Open 8a5fd93c-2f61-42bc-83cc-c28c8e7cd129 opened 2 years ago
In various places in the email library str.splitlines
is used to split up a message where folding might take place in the original message source. This appears to be a bug because when these split parts are re-joined they are joined by a CRLF.
https://github.com/python/cpython/blob/ef5bb25e2d6147cd44be9c9b166525fb30485be0/Lib/email/header.py#L369
str.splitlines
splits on "universal newlines" which can include newlines other than the CRLF.

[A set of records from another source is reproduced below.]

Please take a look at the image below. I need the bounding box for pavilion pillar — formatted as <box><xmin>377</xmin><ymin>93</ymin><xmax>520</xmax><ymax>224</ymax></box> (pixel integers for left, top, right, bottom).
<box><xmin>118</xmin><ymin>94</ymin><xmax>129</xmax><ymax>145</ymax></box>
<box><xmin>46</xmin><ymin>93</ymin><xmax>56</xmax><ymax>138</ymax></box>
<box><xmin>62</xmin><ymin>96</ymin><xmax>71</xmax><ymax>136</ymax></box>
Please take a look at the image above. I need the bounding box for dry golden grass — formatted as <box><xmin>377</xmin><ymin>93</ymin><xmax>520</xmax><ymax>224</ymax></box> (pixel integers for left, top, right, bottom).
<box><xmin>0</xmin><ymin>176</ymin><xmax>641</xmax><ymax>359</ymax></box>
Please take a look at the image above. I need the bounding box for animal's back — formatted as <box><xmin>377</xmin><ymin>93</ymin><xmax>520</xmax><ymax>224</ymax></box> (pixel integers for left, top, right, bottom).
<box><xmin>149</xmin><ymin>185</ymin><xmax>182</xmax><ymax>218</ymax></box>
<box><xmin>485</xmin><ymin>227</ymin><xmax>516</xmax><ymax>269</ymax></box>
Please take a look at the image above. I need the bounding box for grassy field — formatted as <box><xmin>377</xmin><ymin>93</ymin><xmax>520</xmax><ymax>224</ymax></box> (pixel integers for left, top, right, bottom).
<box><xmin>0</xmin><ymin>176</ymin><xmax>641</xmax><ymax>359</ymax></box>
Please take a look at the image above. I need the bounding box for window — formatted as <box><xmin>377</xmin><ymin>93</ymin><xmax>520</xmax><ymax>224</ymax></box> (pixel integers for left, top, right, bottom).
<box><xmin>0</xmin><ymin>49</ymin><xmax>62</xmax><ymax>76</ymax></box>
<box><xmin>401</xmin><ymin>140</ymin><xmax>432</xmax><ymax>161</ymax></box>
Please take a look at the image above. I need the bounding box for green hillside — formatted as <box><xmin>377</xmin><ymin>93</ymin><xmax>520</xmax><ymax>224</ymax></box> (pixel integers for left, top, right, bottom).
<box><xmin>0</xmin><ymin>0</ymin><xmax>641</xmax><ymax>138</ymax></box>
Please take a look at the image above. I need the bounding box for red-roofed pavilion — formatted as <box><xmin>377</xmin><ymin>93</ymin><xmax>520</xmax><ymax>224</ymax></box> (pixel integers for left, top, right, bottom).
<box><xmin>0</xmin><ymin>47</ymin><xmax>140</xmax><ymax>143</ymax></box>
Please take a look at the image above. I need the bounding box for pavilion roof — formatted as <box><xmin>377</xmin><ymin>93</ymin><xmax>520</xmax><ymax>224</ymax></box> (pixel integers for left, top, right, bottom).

https://docs.python.org/3/library/stdtypes.html#str.splitlines
However, the email RFCs define folding whitespace with CRLF as the only possible newline type (optionally surrounded by WSP (SP/HTAB) and/or comments). https://datatracker.ietf.org/doc/html/rfc5322#section-3.2.2
The end result is that a message making a roundtrip through the email parser/generator is mangled because it has any non-CRLF "universal newlines" converted to CRLFs. Anything in the header after the non-CRLF "universal newline" appears on it's own line with no preceding whitespace. This appears to happen with all of the stock policies.
from email import message_from_bytes
from email.policy import SMTPUTF8
eml_bytes = b'Header-With-FS-Char: BEFORE\x1cAFTER\r\n\r\nBody\r\n'
print(eml_bytes)
message = message_from_bytes(eml_bytes, policy=SMTPUTF8)
print(message.as_bytes(policy=SMTPUTF8))
b'Header-With-FS-Char: BEFORE\x1cAFTER\r\n\r\nBody\r\n'
b'Header-With-FS-Char: BEFORE\r\nAFTER\r\n\r\nBody\r\n'
The operational impact of this mangling is that the "AFTER" text now makes the message format invalid because it is neither a valid header (no ": ") nor the valid start of a message body (only one CRLF). Common MIME-viewers (e.g. Thunderbird/Outlook) appear to interpret it as a body anyway and any subsequent headers become part of the body.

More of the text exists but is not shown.